Whilst we know the beautiful setting of Looe here in Cornwall has a rich history, exactly how old is this small coastal town?
Archaeological evidence like the Giant’s Hedge and the Stone Circle at Bin Down, suggests that the area around Looe was inhabited as early as 1000 BC!
Hundreds of years later, East Looe was known as a ‘planted borough’, laid out like a grid-like pattern, with houses being constructed with the living quarters upstairs and storage areas below for, boats, tools and fishing tackle, as even today, the low-lying parts of Looe suffer flooding when the tides are high!
Read on below to find out more about this picturesque Cornish town, and why many people believe it to be the hidden gem of Cornwall…
The Development of Looe
Looe became a thriving town due to being one of Cornwall’s largest ports. It exported local tin, arsenic, and granite as well as being well known for its fishing and boat building industries. Records have shown that the town provided 20 ships for the famous siege of Calais in 1347!
The small coastal town continued to expand as the years rolled by, with the textile industry playing a essential part in the towns economics too. Trade and transportation to and from Newfoundland also aided the town’s success…
However, at the beginning of the 1800’s, Looe’s prosperity started to decline. The war against Napoleon and the blockade of 1808 took its toll on the country, and this prevented Looe’s fishing fleet from reaching their pilchard-fishing ground, which was the main income for the village at the time, ultimately damaging their trade.
Nonetheless, nearly three decades on in 1828, the building of Liskeard, Looe and the Union Canal linking them, along with the development of booming copper mines in the Caradon area from 1837, meant that Looe’s fortunes began to quickly pick up again. The canal was first used to transport lime from Wales for use in Cornish farming, and later to carry copper and granite between the railhead at Liskeard and Looe’s port. In 1860, the canal couldn’t keep up with demand, and it’s main reason for being built was to handle the demands of the shipping trade. Therefore, a railway linking Looe to Moorswater near Liskeard was then built along the towpath of the canal, which was used less and less, until 1910 when the traffic ceased. As the mining boom came to an end in 1879. the railway began to carry passengers, which began bringing tourism into the town.
In 1866, a lifeboat station was established on East Looe beach and in 1878 a new Town Hall was built, now known as the present-day ‘Guildhall’. At this time recommendations were made that the two towns would be merged under the governing body and despite much protest, the Looe Urban District Council was then formed in 1898, to govern the whole of Looe.
In 1411, a wooden bridge was built over Looe river to connect East and West. A fire destroyed the bridge and was replaced by the first stone bridge in 1436, this bridge featured a chapel dedicated to St.
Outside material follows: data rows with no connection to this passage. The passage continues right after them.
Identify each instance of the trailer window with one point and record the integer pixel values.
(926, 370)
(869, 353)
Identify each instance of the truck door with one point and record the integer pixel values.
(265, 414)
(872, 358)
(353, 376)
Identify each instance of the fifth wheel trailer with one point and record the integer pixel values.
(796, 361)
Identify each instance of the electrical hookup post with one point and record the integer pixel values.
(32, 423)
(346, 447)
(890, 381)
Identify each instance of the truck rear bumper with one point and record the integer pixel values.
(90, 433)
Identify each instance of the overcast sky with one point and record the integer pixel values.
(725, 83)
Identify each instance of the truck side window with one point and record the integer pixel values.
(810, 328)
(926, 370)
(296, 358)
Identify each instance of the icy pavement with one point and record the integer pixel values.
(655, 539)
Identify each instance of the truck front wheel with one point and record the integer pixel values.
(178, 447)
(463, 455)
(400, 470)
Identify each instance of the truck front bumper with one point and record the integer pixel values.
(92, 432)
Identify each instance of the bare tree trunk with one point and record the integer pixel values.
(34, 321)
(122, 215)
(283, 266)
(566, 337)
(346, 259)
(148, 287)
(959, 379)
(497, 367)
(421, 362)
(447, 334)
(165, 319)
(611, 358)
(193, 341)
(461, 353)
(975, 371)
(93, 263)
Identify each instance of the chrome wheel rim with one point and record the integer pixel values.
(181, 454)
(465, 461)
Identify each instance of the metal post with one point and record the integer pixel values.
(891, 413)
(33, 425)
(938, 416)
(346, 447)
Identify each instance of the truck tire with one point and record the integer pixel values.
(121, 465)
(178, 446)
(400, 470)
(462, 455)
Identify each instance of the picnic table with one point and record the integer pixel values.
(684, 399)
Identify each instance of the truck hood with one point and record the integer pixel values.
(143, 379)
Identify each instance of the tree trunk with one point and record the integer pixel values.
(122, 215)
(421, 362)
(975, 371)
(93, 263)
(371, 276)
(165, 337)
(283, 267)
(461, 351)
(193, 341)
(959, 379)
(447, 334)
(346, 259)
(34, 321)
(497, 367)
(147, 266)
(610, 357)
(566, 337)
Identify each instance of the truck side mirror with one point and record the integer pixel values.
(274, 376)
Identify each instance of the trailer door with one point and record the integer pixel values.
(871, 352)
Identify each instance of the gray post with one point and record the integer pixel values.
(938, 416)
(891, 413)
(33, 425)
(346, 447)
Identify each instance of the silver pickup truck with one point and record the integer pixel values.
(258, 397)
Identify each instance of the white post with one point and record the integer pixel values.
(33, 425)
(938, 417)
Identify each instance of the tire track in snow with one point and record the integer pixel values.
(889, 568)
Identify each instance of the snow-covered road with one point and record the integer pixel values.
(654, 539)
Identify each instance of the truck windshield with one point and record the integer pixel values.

Anne in the middle. Whereas the seven-arched bridge which remains today, was built in 1853 to cope with the increasing traffic through Looe.
Sometime before 1144, a monastic order began using Looe Island and built a chapel there. The monks provided a rudimentary lighthouse service using beacons to guide the ships safely into the harbour. Another chapel was then built on the opposite side on a hill, just outside West Looe, however, both are now just ruins. Today, Looe Island is part of Cornwall Wildlife Trust and a marine nature reserve, as the waters around it are teaming with life. The island provides a quiet haven for wildlife, with a variety of habitats, and you can book a boat trip to take you over to the island, where you can enjoy a walking tour as well as the beautiful views across the bay!
With seaside holidays becoming more and more popular in the Victorian age, Looe, with it’s beautiful surroundings and ideal location for both the coast and countryside, started to become recognised as a tourist town. This trend continued throughout the 20th century, with hotels and tourist attractions springing up here there and everywhere! With peaks in fishing and boat building during the First and Second World Wars too, Looe grew and prospered, turning into the pretty, quintessential Cornish town we see today.
Nowadays, Looe is still known as a successful fishing port and tourism destination. Unlike the built up, modernised and jam packed towns such as Plymouth and Newquay, Looe & Polperro with their whitewashed original buildings and houses offering quaint B&B’s, cafes, shops and eateries, add to it’s wonderful charm, making it a glorious place to spend your holidays!